The BOE’s Monetary Policy Committee (MPC) voted to keep interest rates at an all-time low of 0.1% last Thursday, having cut rates twice from 0.75% since the beginning of the coronavirus pandemic.
“The committee is certainly ready to do what is necessary to meet our mandate with still downside risks,” Broadbent told CNBC on Tuesday.
“Yes, it is quite possible that more monetary easing will be needed over time.”
Together with the two previous rate cuts, the Bank also announced £ 200 billion ($ 247.55 billion) of new quantitative easing (QE), bringing its bond purchase program to a total of £ 645 billion.
Broadbent said the potential to stimulate demand should be weighed against the impact on banks’ lending capacity, adding that “this is a question that has been thought about since the financial crisis.”
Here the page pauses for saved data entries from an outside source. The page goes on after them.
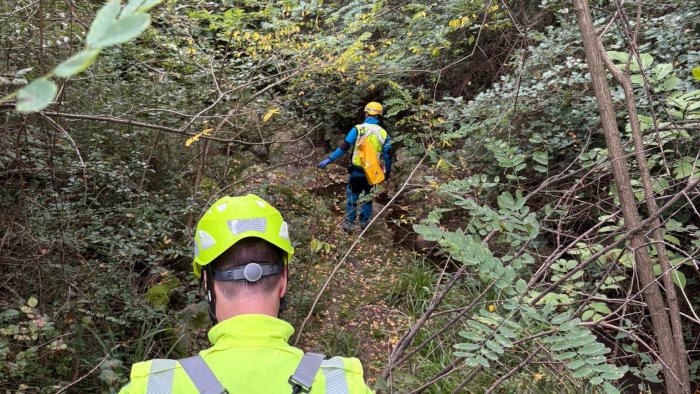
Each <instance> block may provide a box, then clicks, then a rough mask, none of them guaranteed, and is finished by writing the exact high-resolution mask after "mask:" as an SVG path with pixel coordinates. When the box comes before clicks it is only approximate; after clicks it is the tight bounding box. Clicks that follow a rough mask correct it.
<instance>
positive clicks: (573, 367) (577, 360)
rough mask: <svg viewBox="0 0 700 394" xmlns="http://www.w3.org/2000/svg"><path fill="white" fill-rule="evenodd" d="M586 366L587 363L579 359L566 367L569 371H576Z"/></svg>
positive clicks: (566, 364) (572, 362) (582, 360)
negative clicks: (570, 370) (568, 369)
mask: <svg viewBox="0 0 700 394" xmlns="http://www.w3.org/2000/svg"><path fill="white" fill-rule="evenodd" d="M584 365H586V362H585V361H583V360H581V359H578V360H574V361H572V362H570V363H568V364H566V367H567V368H569V369H573V370H576V369H579V368H581V367H583V366H584Z"/></svg>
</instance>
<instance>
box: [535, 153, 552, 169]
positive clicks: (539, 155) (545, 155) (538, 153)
mask: <svg viewBox="0 0 700 394" xmlns="http://www.w3.org/2000/svg"><path fill="white" fill-rule="evenodd" d="M532 159H533V160H534V161H536V162H538V163H540V164H542V165H543V166H546V165H547V162H548V161H549V159H548V157H547V152H542V151H537V152H535V153H533V154H532Z"/></svg>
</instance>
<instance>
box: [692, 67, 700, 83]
mask: <svg viewBox="0 0 700 394" xmlns="http://www.w3.org/2000/svg"><path fill="white" fill-rule="evenodd" d="M691 72H692V73H693V77H694V78H695V79H696V80H698V81H700V67H695V68H694V69H692V70H691Z"/></svg>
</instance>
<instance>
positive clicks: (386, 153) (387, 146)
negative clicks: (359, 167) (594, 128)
mask: <svg viewBox="0 0 700 394" xmlns="http://www.w3.org/2000/svg"><path fill="white" fill-rule="evenodd" d="M363 123H367V124H379V119H377V118H374V117H368V118H365V121H364V122H363ZM355 141H357V128H356V127H353V128H352V129H350V132H349V133H348V135H347V136H345V142H347V143H348V145H350V149H348V150H344V149H342V148H340V147H338V148H336V150H335V151H334V152H333V153H331V155H330V156H329V159H331V161H336V160H338V159H340V158H341V157H342V156H343V155H344V154H346V153H347V152H348V151H350V150H352V149H353V148H354V147H355ZM390 152H391V137H390V136H389V135H388V134H387V137H386V141H385V142H384V148H382V156H383V158H384V171H385V172H386V173H390V172H391V153H390ZM357 176H365V173H364V172H363V171H362V169H357V168H356V169H354V170H353V171H352V173H350V177H351V178H352V177H357Z"/></svg>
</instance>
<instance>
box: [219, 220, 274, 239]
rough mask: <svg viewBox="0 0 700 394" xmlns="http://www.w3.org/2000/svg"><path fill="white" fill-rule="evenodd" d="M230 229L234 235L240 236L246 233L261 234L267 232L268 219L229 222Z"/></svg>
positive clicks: (231, 231)
mask: <svg viewBox="0 0 700 394" xmlns="http://www.w3.org/2000/svg"><path fill="white" fill-rule="evenodd" d="M228 228H229V229H230V230H231V233H232V234H233V235H238V234H240V233H244V232H246V231H257V232H259V233H264V232H265V231H267V219H265V218H255V219H242V220H241V219H239V220H230V221H229V222H228Z"/></svg>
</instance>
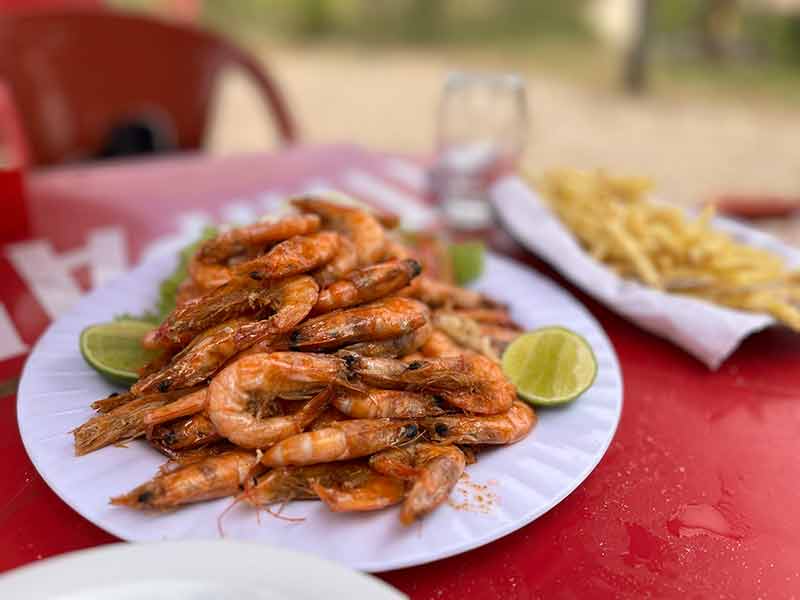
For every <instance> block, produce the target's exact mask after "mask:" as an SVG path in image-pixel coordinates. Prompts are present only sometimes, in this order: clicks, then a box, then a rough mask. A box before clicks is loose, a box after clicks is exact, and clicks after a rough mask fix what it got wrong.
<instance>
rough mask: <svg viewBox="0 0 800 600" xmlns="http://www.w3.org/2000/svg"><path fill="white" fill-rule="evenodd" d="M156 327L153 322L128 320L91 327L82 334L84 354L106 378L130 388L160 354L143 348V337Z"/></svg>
mask: <svg viewBox="0 0 800 600" xmlns="http://www.w3.org/2000/svg"><path fill="white" fill-rule="evenodd" d="M152 328H153V324H152V323H148V322H146V321H133V320H127V319H126V320H122V321H112V322H111V323H100V324H99V325H90V326H89V327H87V328H86V329H84V330H83V331H82V332H81V338H80V346H81V354H82V355H83V358H84V360H86V362H87V363H89V365H90V366H91V367H92V368H93V369H95V370H96V371H97V372H98V373H100V374H101V375H102V376H103V377H105V378H106V379H108V380H109V381H111V382H113V383H117V384H120V385H125V386H128V385H130V384H132V383H134V382H135V381H136V380H137V379H139V369H141V368H142V367H143V366H145V365H146V364H147V363H148V362H150V361H151V360H152V359H153V358H155V357H156V355H157V354H158V350H146V349H145V348H144V347H143V346H142V338H143V337H144V335H145V334H146V333H147V332H148V331H150V330H151V329H152Z"/></svg>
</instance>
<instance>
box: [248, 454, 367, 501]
mask: <svg viewBox="0 0 800 600" xmlns="http://www.w3.org/2000/svg"><path fill="white" fill-rule="evenodd" d="M371 473H372V471H371V470H370V468H369V467H368V466H367V465H366V464H364V463H363V462H362V461H346V462H339V463H323V464H320V465H307V466H304V467H278V468H276V469H270V470H269V471H267V472H266V473H264V474H263V475H261V476H260V477H258V478H256V479H255V480H252V484H251V482H250V481H248V484H247V485H245V489H244V492H242V493H241V494H240V495H239V496H238V497H237V501H243V502H246V503H247V504H249V505H251V506H269V505H270V504H278V503H283V502H289V501H291V500H315V499H317V498H318V496H317V493H316V492H315V491H314V490H313V489H312V487H311V485H312V483H315V482H316V483H320V484H321V485H323V486H334V485H337V484H338V483H340V482H345V481H351V482H353V483H354V484H358V483H360V482H361V481H364V480H365V479H366V478H367V477H369V475H370V474H371Z"/></svg>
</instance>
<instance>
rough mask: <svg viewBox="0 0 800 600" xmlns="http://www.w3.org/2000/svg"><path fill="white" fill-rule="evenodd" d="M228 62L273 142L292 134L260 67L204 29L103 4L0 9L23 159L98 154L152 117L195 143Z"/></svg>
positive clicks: (59, 159)
mask: <svg viewBox="0 0 800 600" xmlns="http://www.w3.org/2000/svg"><path fill="white" fill-rule="evenodd" d="M231 67H233V68H239V69H241V70H242V71H243V72H244V73H246V74H247V75H248V76H249V77H250V79H251V80H252V81H253V83H254V84H255V85H256V87H257V89H258V90H259V92H260V95H261V97H262V99H263V101H264V103H265V105H266V106H267V108H268V109H269V110H270V112H271V113H272V116H273V120H274V122H275V125H276V128H277V131H278V135H279V138H280V140H281V141H282V142H283V143H289V142H293V141H295V140H296V138H297V133H296V128H295V124H294V120H293V119H292V117H291V115H290V113H289V110H288V107H287V105H286V102H285V100H284V98H283V95H282V94H281V93H280V91H279V89H278V88H277V86H276V85H275V84H274V83H273V81H272V80H271V79H270V77H269V75H268V74H267V73H266V72H265V71H264V69H263V67H262V66H261V65H260V64H259V63H258V62H257V61H256V60H254V59H253V58H252V57H250V56H249V55H247V54H245V53H244V52H243V51H241V50H240V49H238V48H236V47H235V46H233V45H231V44H230V43H228V42H227V41H225V40H224V39H222V38H220V37H218V36H216V35H213V34H211V33H209V32H206V31H201V30H198V29H195V28H192V27H190V26H187V25H178V24H175V23H168V22H162V21H157V20H155V19H150V18H146V17H140V16H134V15H128V14H120V13H115V12H112V11H105V10H100V11H92V12H85V11H75V10H70V11H65V12H60V13H42V12H37V13H29V14H9V15H0V81H4V82H5V83H6V85H7V86H8V88H9V89H10V91H11V96H12V97H13V100H14V103H15V104H16V109H17V113H18V114H19V115H20V119H21V121H22V123H21V128H22V130H23V131H24V132H25V137H26V141H27V155H28V164H29V166H44V165H52V164H58V163H62V162H66V161H74V160H84V159H88V158H92V157H95V156H97V155H98V153H100V152H101V151H102V149H103V146H104V145H105V144H106V143H107V142H108V136H109V132H110V131H112V130H113V129H114V128H115V127H117V126H119V124H120V123H123V122H126V121H130V120H134V121H145V122H147V123H155V124H156V125H157V126H158V129H160V130H161V131H164V132H166V133H167V134H169V137H170V138H171V139H170V142H171V145H172V146H174V147H175V148H176V149H178V150H196V149H199V148H200V147H201V146H202V144H203V140H204V137H205V134H206V130H207V127H208V121H209V108H210V100H211V95H212V91H213V89H214V84H215V83H216V81H217V79H218V77H219V76H220V74H221V72H222V71H223V70H224V69H226V68H231Z"/></svg>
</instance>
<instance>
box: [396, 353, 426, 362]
mask: <svg viewBox="0 0 800 600" xmlns="http://www.w3.org/2000/svg"><path fill="white" fill-rule="evenodd" d="M389 358H391V357H389ZM424 359H425V357H424V356H423V355H422V352H419V351H417V352H412V353H411V354H406V355H405V356H402V357H400V360H402V361H403V362H404V363H406V364H409V363H412V362H415V361H417V360H424Z"/></svg>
Banks are expected to continue lending
Broadbent told CNBC’s “Street Signs Europe” that the MPC’s decision that rates could drop as they are today was partly based on stronger balance sheets for banks and construction companies than after the global financial crisis in 2009. This would avoid the risk of doing “more harm than good” by discouraging financial institutions from borrowing.
Negative rates have been criticized by the financial community for actually hiring lenders to park cash at the central bank and hurt profits.
“That’s not to say that we stop thinking about this question, but that for the moment is where the rates have gone,” he added.
Broadbent reiterated Governor Andrew Bailey’s suggestion that it is in the interest of both the economy and the banks themselves to increase the supply of credit.
“There was a great need for companies to be able to overcome this problem with all the support that can be provided by both the government and the banks,” he said.
He added that the risk of some companies going into crisis with excessive debt becoming overburdened was largely offset by the risk that “good companies don’t get enough funds”.
BOE does not “finance the government”
Broadbent also sought to dispel suggestions that the BOE’s QE program is funding the government’s fiscal response to the coronavirus pandemic, insisting that the purpose of bond purchases is simply to achieve the Bank’s inflation target .
“It is not surprising that when there is great success in the economy, as in the present case, as in 2009, there is a slackening on both the fiscal and monetary front,” he said.
“This is the connection: both are the answers to a weaker economy. It is not the case that one is an answer to the other.”
Correction: This article was updated to reflect that Broadbent said further monetary easing would be possible in the future.